Katakabar.com - Polisi menyita 8,3 kilogram sabu-sabu di Kota Medan dan Tanjung Balai, Sumut. Dua orang kurir yang membawa narkotika itu disergap, seorang di antaranya ditembak mati.

Kapolda Sumut, Irjen Pol Martuani Sormin mengatakan, kedua tersangka disergap setelah Direktorat Reserse Narkoba Polda Sumut menerima informasi mengenai adanya pengiriman sabu-sabu dari Kota Tanjung Balai ke Medan pada Jumat (9/10).

Petugas kemudian mengidentifikasi mobil Honda Accord biru dengan nomor polisi BK 1103 QJ yang diduga digunakan pelaku dalam pengiriman sabu-sabu itu. Sekitar pukul 23.15 WIB, kendaraan yang dikendarai Aswan alias Aseng itu dihentikan di Jalan Sisingamangaraja, Medan.

Aswan kemudian diinterogasi. Warga Desa Pahang Kecamatan Datuk Bandar Kota Tanjung Balai ini mengaku sabu-sabu yang dibawanya sudah berpindah tangan. Narkotika itu telah diambil Masirwan alias Iwan yang mengendarai sepeda motor Honda Beat. Masirwan pun dikejar hingga ke Jalan AH Nasution, Medan.

"Tim merespons melakukan kejar-kejaran, tapi tersangka tidak mau berhenti, bahkan melakukan perlawanan, dengan pistol berpeluru tajam. Kita duga buatan Rusia, bukan rakitan, tapi pabrikan," kata Martuani di RS Bhayangkara Medan, Senin (12/10).

Karena Masirwan melakukan perlawanan dan membahayakan keselamatan, kata Martuani, petugas melakukan tindakan tegas. Pria itu ditembak.

Masirwan yang terluka langsung dilarikan ke rumah sakit. Namun dia tak mampu bertahan. "Dalam perjalanan meninggal dunia," sambungnya.

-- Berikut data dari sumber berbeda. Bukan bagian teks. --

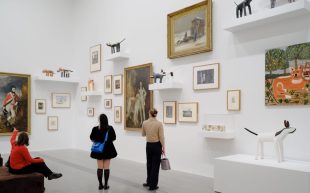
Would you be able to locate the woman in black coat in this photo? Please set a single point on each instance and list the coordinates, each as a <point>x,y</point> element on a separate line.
<point>103,159</point>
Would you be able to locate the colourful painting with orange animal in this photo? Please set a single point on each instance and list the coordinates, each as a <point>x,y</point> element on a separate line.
<point>287,75</point>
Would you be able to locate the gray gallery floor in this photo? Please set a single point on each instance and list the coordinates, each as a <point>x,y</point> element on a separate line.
<point>79,176</point>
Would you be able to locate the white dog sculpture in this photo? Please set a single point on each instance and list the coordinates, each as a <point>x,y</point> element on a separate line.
<point>277,138</point>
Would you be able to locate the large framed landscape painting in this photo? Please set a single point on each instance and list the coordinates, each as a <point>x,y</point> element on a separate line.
<point>190,30</point>
<point>138,98</point>
<point>287,75</point>
<point>15,97</point>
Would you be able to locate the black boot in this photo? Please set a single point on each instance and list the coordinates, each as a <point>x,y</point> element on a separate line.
<point>99,175</point>
<point>106,178</point>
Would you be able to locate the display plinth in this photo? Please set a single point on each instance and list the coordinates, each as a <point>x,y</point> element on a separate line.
<point>243,174</point>
<point>269,16</point>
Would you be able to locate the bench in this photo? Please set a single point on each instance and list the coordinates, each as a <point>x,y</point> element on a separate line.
<point>22,183</point>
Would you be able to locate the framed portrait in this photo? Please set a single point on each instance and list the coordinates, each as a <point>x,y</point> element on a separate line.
<point>206,76</point>
<point>108,103</point>
<point>188,112</point>
<point>190,30</point>
<point>83,97</point>
<point>108,84</point>
<point>233,100</point>
<point>90,112</point>
<point>61,100</point>
<point>95,58</point>
<point>52,123</point>
<point>118,114</point>
<point>15,96</point>
<point>169,112</point>
<point>118,84</point>
<point>138,98</point>
<point>40,106</point>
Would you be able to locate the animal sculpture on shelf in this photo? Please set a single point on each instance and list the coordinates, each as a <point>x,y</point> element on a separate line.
<point>241,7</point>
<point>115,47</point>
<point>65,73</point>
<point>277,138</point>
<point>159,76</point>
<point>273,2</point>
<point>48,72</point>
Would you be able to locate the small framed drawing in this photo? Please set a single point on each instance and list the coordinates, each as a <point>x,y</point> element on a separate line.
<point>40,106</point>
<point>169,112</point>
<point>95,58</point>
<point>61,100</point>
<point>118,84</point>
<point>52,123</point>
<point>108,103</point>
<point>233,100</point>
<point>90,112</point>
<point>188,112</point>
<point>206,76</point>
<point>118,114</point>
<point>108,84</point>
<point>83,97</point>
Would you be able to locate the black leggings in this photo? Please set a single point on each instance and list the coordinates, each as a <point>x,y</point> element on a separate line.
<point>35,167</point>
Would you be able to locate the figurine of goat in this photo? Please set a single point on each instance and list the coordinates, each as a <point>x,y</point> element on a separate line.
<point>277,138</point>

Polisi mendapati 7 kilogram sabu-sabu dari tangan Masirwan. Mereka kemudian melakukan pengembangan dengan menggeledah kediaman Aswan di Kota Tanjung Balai dan menemukan 1,3 kilogram sabu-sabu.

Martuani memastikan pihaknya akan terus memburu para pelaku peredaran narkoba di Sumut. Dia berharap masyarakat membantu mempersempit ruang gerak pengedar.